Qt Qobject Basics
Objectives
- Understand the fundamentals of QObject
- Be able to use Qt properties and other core features provided by the Qt's meta-type system
QObject
- QObject Class Reference
- Heart of Qt's object model
- Base class for all object classes
- Central location for the most important concepts in Qt such as qt signal and slots |signal and slots
Three major responsibilities
- Memory Management
- Introspection (runtime identification of object types)
- Event handling
Parent Child Relationship
- Each QObject instance may take a parent argument.
- Child informs its parent about its existence and the parent adds it to its own list of children.
- If a widget objects does not have a parent, it is a window.
- The parent can do the following:
- Hide/show children when hiding/showing.
- enables/disables children when enabled/disabled
Qt Property System
- Qt property system is based on the Meta-Object System.
- To declare a property use the Q_PROPERTY() macro in a class that inherits QObject.
Additional Features of a Property
- A READ accessor function is required. It is for reading the property value.
- A WRITE accessor function is optional. It is for setting the property value. It must return void and must take exactly one argument, either of the property's type or a pointer or reference to that type.
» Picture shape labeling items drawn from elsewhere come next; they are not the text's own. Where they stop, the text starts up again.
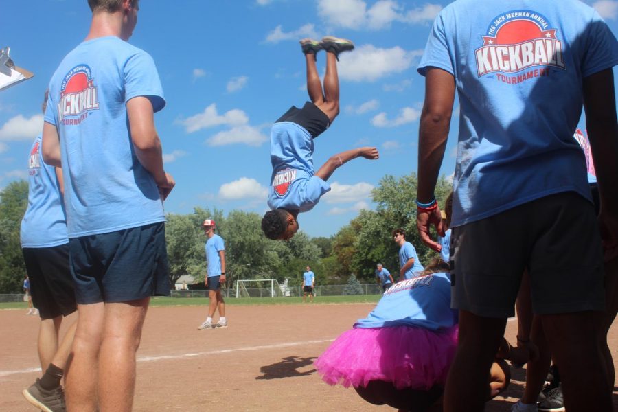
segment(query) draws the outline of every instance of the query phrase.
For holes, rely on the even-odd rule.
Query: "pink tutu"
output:
[[[329,385],[366,387],[391,382],[398,389],[444,385],[457,345],[458,326],[440,332],[394,326],[351,329],[337,338],[314,365]]]

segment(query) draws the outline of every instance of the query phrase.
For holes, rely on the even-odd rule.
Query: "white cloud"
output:
[[[9,119],[0,128],[0,141],[20,141],[34,139],[43,131],[43,115],[26,118],[21,115]]]
[[[356,185],[342,185],[334,182],[330,185],[330,192],[324,195],[327,203],[349,203],[365,201],[371,197],[374,185],[365,182]]]
[[[176,161],[183,156],[186,156],[187,152],[184,150],[174,150],[171,153],[163,153],[163,163],[172,163]]]
[[[404,107],[399,111],[399,115],[392,120],[388,119],[385,112],[378,113],[371,119],[371,124],[376,127],[396,127],[415,122],[419,117],[420,111],[412,107]]]
[[[422,8],[410,10],[405,14],[405,21],[408,23],[431,23],[437,16],[442,6],[438,4],[426,4]]]
[[[395,21],[428,23],[442,8],[439,5],[430,3],[406,11],[393,0],[378,0],[369,8],[363,0],[318,1],[318,15],[328,24],[354,30],[386,29]]]
[[[412,85],[412,80],[405,79],[398,83],[390,83],[385,84],[382,87],[382,89],[385,91],[404,91],[406,89]]]
[[[297,41],[304,37],[310,37],[311,38],[319,37],[315,31],[315,26],[308,23],[295,30],[286,33],[283,31],[282,26],[279,25],[275,27],[274,30],[266,35],[264,41],[266,43],[278,43],[285,40]]]
[[[193,69],[193,81],[196,81],[201,77],[204,77],[206,76],[206,71],[203,69]]]
[[[219,115],[217,113],[217,106],[214,103],[205,108],[201,113],[176,121],[176,123],[185,126],[187,133],[215,126],[237,126],[248,122],[249,117],[244,111],[238,108],[233,108],[225,112],[222,115]]]
[[[354,82],[373,82],[407,70],[422,54],[422,50],[407,52],[399,46],[390,49],[380,49],[372,45],[360,46],[353,53],[341,55],[339,78]]]
[[[615,0],[600,0],[593,4],[593,8],[604,19],[613,20],[618,14],[618,1]]]
[[[382,144],[382,147],[386,150],[396,150],[401,148],[401,144],[396,140],[387,140]]]
[[[268,138],[262,133],[260,127],[249,125],[234,126],[229,130],[219,132],[206,140],[211,146],[227,146],[228,144],[244,144],[252,146],[259,146]]]
[[[365,102],[358,107],[354,107],[351,104],[346,106],[345,111],[349,113],[362,115],[366,113],[368,111],[376,110],[379,106],[380,102],[376,99],[371,99],[371,100]]]
[[[357,202],[350,207],[333,207],[329,210],[326,214],[329,215],[341,215],[352,211],[358,212],[363,209],[369,209],[369,205],[367,202]]]
[[[228,93],[233,93],[241,90],[247,85],[248,81],[249,78],[246,76],[240,76],[231,78],[227,82],[227,89]]]
[[[241,199],[266,199],[268,190],[260,185],[255,179],[241,177],[229,183],[221,185],[219,197],[225,201],[238,201]]]

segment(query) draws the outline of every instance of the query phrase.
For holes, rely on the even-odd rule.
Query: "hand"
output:
[[[358,148],[360,156],[369,160],[376,160],[380,157],[380,153],[378,152],[377,148],[367,146],[364,148]]]
[[[442,245],[431,239],[431,237],[429,236],[429,227],[431,225],[435,227],[439,236],[444,236],[445,235],[439,207],[437,206],[431,211],[417,211],[416,228],[418,229],[418,234],[421,240],[436,252],[439,252],[442,250]]]
[[[174,189],[174,186],[176,185],[176,182],[174,181],[174,178],[172,177],[172,175],[169,173],[165,173],[165,179],[160,179],[157,182],[157,186],[159,187],[159,194],[161,195],[161,198],[163,201],[168,198],[168,195],[170,194],[170,192],[172,192],[172,190]]]

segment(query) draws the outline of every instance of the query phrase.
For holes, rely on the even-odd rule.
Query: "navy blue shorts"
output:
[[[221,288],[221,282],[220,276],[218,275],[216,276],[209,276],[208,277],[208,286],[207,288],[209,290],[214,290],[216,292]]]
[[[78,304],[168,296],[163,222],[69,240]]]
[[[67,316],[77,309],[71,270],[69,244],[21,249],[30,279],[32,304],[43,319]]]
[[[302,126],[314,139],[330,125],[330,120],[326,113],[311,102],[305,103],[302,108],[293,106],[275,123],[280,122],[291,122]]]

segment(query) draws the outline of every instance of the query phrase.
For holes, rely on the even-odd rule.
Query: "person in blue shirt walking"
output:
[[[343,52],[352,50],[349,40],[325,37],[321,41],[301,41],[307,68],[307,91],[311,102],[302,108],[293,106],[275,122],[271,130],[273,174],[268,189],[268,207],[262,220],[267,238],[286,240],[298,231],[298,214],[308,211],[330,190],[326,181],[337,168],[357,157],[376,159],[378,149],[363,147],[332,156],[317,172],[313,166],[314,139],[332,124],[339,113],[337,60]],[[316,67],[316,56],[326,52],[323,90]]]
[[[208,273],[206,276],[206,287],[208,288],[208,317],[198,327],[200,330],[220,329],[227,328],[227,319],[225,318],[225,300],[221,295],[221,285],[225,283],[225,246],[223,239],[214,233],[215,221],[206,219],[202,223],[204,234],[208,237],[206,245],[206,260],[208,264]],[[216,325],[212,324],[212,317],[218,310],[219,321]]]
[[[406,231],[396,229],[393,231],[393,240],[399,249],[399,280],[412,279],[424,268],[418,260],[416,249],[409,242],[406,242]]]
[[[307,266],[303,273],[303,303],[307,301],[307,294],[309,294],[309,301],[313,302],[313,290],[315,288],[315,273],[311,271],[311,267]]]
[[[382,266],[381,263],[378,263],[376,268],[376,278],[378,281],[378,284],[381,284],[382,290],[386,292],[387,289],[393,286],[395,281],[393,279],[391,273]]]

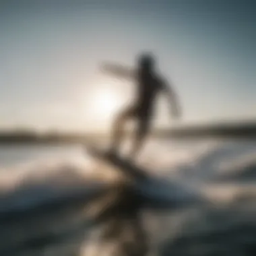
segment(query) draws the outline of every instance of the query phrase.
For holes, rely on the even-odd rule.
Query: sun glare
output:
[[[92,96],[90,110],[98,118],[108,118],[118,109],[120,104],[119,98],[117,93],[110,89],[98,90]]]

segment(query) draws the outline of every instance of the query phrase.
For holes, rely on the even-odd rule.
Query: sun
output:
[[[98,118],[108,119],[113,116],[120,106],[120,96],[107,86],[95,91],[90,98],[90,111]]]

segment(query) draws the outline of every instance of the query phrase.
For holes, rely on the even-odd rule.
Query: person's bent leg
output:
[[[133,145],[129,156],[130,158],[135,159],[141,151],[148,135],[150,123],[149,118],[146,117],[140,119],[138,121],[138,127],[135,131]]]
[[[133,117],[133,108],[127,108],[119,114],[115,120],[113,125],[111,151],[116,152],[125,135],[125,125]]]

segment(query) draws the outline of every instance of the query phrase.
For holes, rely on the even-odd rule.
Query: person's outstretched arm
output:
[[[170,102],[170,110],[171,115],[174,118],[179,118],[181,116],[181,109],[178,100],[178,97],[174,90],[169,83],[165,80],[161,81],[162,90],[167,96]]]
[[[134,71],[121,65],[104,63],[100,65],[100,69],[119,78],[129,79],[135,78]]]

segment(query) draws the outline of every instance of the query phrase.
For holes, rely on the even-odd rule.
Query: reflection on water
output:
[[[154,182],[136,184],[122,179],[105,184],[100,189],[90,189],[88,193],[88,182],[82,181],[84,174],[81,170],[75,166],[73,169],[69,166],[67,171],[61,165],[55,166],[58,172],[45,170],[47,179],[36,181],[36,189],[40,186],[40,197],[35,203],[32,195],[39,194],[35,183],[32,183],[34,180],[23,177],[27,181],[27,192],[22,196],[16,190],[20,195],[17,198],[20,201],[24,197],[34,199],[30,207],[21,204],[15,206],[20,207],[19,211],[1,212],[0,255],[255,255],[256,187],[253,179],[256,143],[228,142],[212,147],[208,142],[203,146],[195,143],[173,145],[162,149],[162,154],[159,145],[147,153],[154,152],[152,160],[158,154],[158,170],[164,170],[158,173],[158,178],[165,177],[165,183],[158,183],[158,187]],[[70,151],[72,154],[73,150]],[[181,164],[170,160],[170,176],[166,172],[166,150],[170,155],[176,154],[178,162],[180,155],[183,159]],[[160,156],[163,166],[159,164]],[[156,161],[148,167],[156,164]],[[102,174],[107,172],[102,170],[104,165],[100,168]],[[35,168],[36,173],[38,170]],[[72,180],[69,184],[73,186],[65,195],[63,189],[67,181],[59,182],[63,173],[67,181]],[[183,185],[192,183],[207,200],[192,203],[186,201],[187,194],[181,197],[184,191],[181,186],[174,189],[174,180],[182,181]],[[158,183],[160,179],[153,181]],[[79,190],[83,186],[86,189]],[[51,200],[49,197],[42,199],[46,192]],[[166,196],[161,201],[163,193]],[[3,200],[6,203],[7,195],[1,195],[1,205]],[[177,198],[175,201],[172,197]],[[7,203],[5,205],[7,209]]]

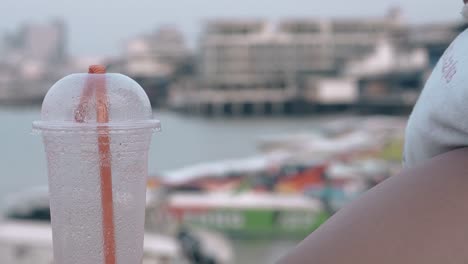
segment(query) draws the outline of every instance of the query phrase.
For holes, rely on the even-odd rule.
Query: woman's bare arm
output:
[[[278,263],[468,263],[468,149],[388,179]]]

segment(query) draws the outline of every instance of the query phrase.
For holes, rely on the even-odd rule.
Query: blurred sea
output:
[[[170,112],[155,112],[163,131],[153,137],[149,174],[254,155],[259,137],[307,132],[323,118],[205,119]],[[0,107],[0,208],[8,194],[47,185],[47,168],[41,138],[31,133],[40,118],[39,107]],[[331,117],[325,117],[330,119]],[[298,241],[234,242],[237,263],[273,263]]]

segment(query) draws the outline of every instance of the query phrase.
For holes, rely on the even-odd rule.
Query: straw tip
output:
[[[106,67],[103,65],[91,65],[89,66],[88,73],[90,74],[103,74],[106,73]]]

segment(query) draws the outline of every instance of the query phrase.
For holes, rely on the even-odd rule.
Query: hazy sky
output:
[[[0,33],[63,17],[70,52],[99,56],[116,54],[126,38],[163,24],[179,26],[194,43],[210,18],[379,16],[395,5],[413,23],[450,21],[460,19],[462,0],[0,0]]]

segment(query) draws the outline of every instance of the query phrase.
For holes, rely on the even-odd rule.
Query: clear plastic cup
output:
[[[69,75],[33,127],[47,154],[54,263],[141,263],[148,150],[159,130],[143,89],[121,74]]]

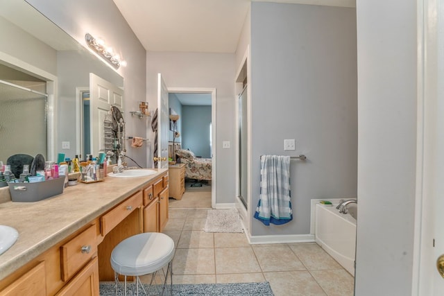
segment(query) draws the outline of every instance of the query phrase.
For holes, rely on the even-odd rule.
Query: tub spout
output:
[[[358,203],[358,201],[356,200],[348,200],[345,201],[341,201],[339,204],[336,207],[339,210],[339,213],[341,214],[347,214],[348,210],[347,209],[347,204],[351,204],[352,202],[355,202],[355,204]]]

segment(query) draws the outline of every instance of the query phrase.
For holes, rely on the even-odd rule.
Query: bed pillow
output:
[[[180,158],[187,159],[193,159],[194,158],[194,153],[189,150],[178,150],[176,151],[176,155]]]

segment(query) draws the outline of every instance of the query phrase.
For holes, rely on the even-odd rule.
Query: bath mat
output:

- A RESET function is optional. It is for setting the property back to its context specific default value.
- A NOTIFY signal is optional. If defined, it should specify one existing signal in that class that is emitted whenever the value of the property changes.
- The DESIGNABLE attribute indicates whether the property should be visible in the property editor of GUI design tool (e.g., Qt Designer).
- The SCRIPTABLE attribute indicates whether this property should be accessible by a scripting engine (default true).
- The STORED attribute indicates whether the property should be thought of as existing on its own or as depending on other values.
- The USER attribute indicates whether the property is designated as the user-facing or user-editable property for the class.
- The presence of the CONSTANT attibute indicates that the property value is constant.
- The presence of the FINAL attribute indicates that the property will not be overridden by a derived class.